Title: “Analyze Death Age Difference of Right Handers with Left Handers”
Author: Vandana Tanwar
Date: 29/02/2024


This report has used two datasets: death distribution data for the United States from the year 1999 (source website here)** and rates of left-handedness digitized from a figure in this 1992 paper by Gilbert and Wysocki.

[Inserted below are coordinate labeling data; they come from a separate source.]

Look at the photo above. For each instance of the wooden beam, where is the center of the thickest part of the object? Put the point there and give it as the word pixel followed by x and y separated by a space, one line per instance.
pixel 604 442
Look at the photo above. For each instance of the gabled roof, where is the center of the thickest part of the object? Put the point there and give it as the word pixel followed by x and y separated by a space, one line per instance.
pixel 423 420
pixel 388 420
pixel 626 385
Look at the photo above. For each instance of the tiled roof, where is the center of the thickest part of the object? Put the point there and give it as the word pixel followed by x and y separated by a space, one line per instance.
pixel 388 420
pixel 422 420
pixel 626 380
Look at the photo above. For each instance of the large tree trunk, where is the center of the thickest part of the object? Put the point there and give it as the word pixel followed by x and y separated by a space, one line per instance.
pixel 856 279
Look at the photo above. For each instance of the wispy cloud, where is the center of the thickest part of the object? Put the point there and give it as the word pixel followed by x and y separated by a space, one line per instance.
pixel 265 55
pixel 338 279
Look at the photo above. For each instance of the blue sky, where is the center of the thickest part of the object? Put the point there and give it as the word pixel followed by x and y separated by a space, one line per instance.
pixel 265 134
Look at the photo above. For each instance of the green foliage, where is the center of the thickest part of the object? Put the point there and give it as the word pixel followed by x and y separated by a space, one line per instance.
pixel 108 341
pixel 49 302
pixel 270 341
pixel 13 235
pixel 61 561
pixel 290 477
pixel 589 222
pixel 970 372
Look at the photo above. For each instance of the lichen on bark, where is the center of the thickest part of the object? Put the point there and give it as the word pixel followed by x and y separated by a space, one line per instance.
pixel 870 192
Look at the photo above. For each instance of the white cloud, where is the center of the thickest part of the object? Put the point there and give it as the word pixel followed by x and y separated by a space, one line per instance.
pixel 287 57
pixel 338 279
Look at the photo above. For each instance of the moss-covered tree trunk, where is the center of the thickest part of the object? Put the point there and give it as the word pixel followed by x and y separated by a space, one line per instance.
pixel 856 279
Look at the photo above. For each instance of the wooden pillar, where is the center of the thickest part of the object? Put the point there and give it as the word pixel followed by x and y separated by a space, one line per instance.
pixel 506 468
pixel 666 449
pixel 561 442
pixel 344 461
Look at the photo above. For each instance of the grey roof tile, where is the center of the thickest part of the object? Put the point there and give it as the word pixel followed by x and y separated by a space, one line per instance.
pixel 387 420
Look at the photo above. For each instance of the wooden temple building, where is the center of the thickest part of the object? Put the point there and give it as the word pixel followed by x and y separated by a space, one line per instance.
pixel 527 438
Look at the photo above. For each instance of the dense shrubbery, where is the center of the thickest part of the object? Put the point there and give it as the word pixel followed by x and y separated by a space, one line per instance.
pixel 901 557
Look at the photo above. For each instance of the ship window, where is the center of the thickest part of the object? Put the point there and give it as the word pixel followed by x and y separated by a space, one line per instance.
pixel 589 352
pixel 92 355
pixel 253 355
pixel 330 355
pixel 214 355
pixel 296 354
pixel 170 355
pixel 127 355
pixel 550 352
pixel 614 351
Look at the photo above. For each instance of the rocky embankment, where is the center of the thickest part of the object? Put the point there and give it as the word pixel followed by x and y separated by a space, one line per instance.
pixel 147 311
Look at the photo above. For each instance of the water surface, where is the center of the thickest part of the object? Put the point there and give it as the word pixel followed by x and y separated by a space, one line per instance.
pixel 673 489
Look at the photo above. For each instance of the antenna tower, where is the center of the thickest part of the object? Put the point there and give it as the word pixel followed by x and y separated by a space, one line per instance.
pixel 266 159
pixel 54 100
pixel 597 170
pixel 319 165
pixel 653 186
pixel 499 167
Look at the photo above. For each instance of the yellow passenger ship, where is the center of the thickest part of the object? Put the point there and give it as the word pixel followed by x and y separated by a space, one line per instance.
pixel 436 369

The technical skill used in this project is R and Python programming language. The IDE used here is R Markdown. Python libraries such as pandas, NumPy and matplotlib.pyplot will be used to analyze the dataset to solve the given tasks.

import pandas as pd
import matplotlib.pyplot as plt

# **TASK_01**
# **Load handedness data from the National Geographic survey and create a scatter plot.**

# ... CODE FOR TASK 1 ...
data_url_1 = "https://gist.githubusercontent.com/mbonsma/8da0990b71ba9a09f7de395574e54df1/raw/aec88b30af87fad8d45da7e774223f91dad09e88/lh_data.csv"
lefthanded_data = pd.read_csv(data_url_1)

fig, ax = plt.subplots()
ax.plot('Age', 'Female', data = lefthanded_data, marker = 'o')
ax.plot('Age', 'Male', data = lefthanded_data, marker = 'x')
ax.legend()
ax.set_xlabel('<- Age ->')
ax.set_ylabel('<- Left-handled rate ->')
plt.title('Left-handled rate by Age')
plt.show()

# **TASK_02**
# **Add two new columns,then plot the mean as a function of birth year.**

# ... CODE FOR TASK 2 ...
lefthanded_data['Birth_year'] = 1986 - lefthanded_data['Age']
lefthanded_data['Mean_lh'] = lefthanded_data[['Male', 'Female']].mean(axis=1)

fig, ax = plt.subplots()
ax.plot('Birth_year','Mean_lh', data=lefthanded_data)
ax.set_xlim(1890,1990)
## (1890.0, 1990.0)
ax.set_ylim(4,15)
## (4.0, 15.0)
ax.legend()
ax.set_xlabel('<-Birth_year ->')
ax.set_ylabel('<- Mean_lh ->')
plt.title('Left-handness by birth year')
plt.show()

# **TASK_03**
# **Create a function that will return P(LH | A)**

# ... CODE FOR TASK 3 ...
import numpy as np
def P_lh_given_A(ages_of_death, study_year = 1990):

    early_1900s_rate = lefthanded_data['Mean_lh'][-10:].mean() 
    late_1900s_rate = lefthanded_data['Mean_lh'][:10].mean()
    middle_rates = lefthanded_data.loc[lefthanded_data['Birth_year'].isin(study_year - ages_of_death)]['Mean_lh']
    youngest_age = study_year - 1986 + 10
    oldest_age = study_year - 1986 + 86
    
    P_return = np.zeros(ages_of_death.shape)
    P_return[ages_of_death > oldest_age] = early_1900s_rate / 100
    P_return[ages_of_death < youngest_age] = late_1900s_rate / 100
    P_return[np.logical_and((ages_of_death <= oldest_age), (ages_of_death >= youngest_age))] = middle_rates / 100
    
    return P_return


# **TASK_04**
# **Load death distribution data for the United States and plot it.**

data_url_2 = "https://gist.githubusercontent.com/mbonsma/2f4076aab6820ca1807f4e29f75f18ec/raw/62f3ec07514c7e31f5979beeca86f19991540796/cdc_vs00199_table310.tsv"

# ... CODE FOR TASK 4 ...
death_distribution_data = pd.read_csv(data_url_2, sep='\t', skiprows=[1])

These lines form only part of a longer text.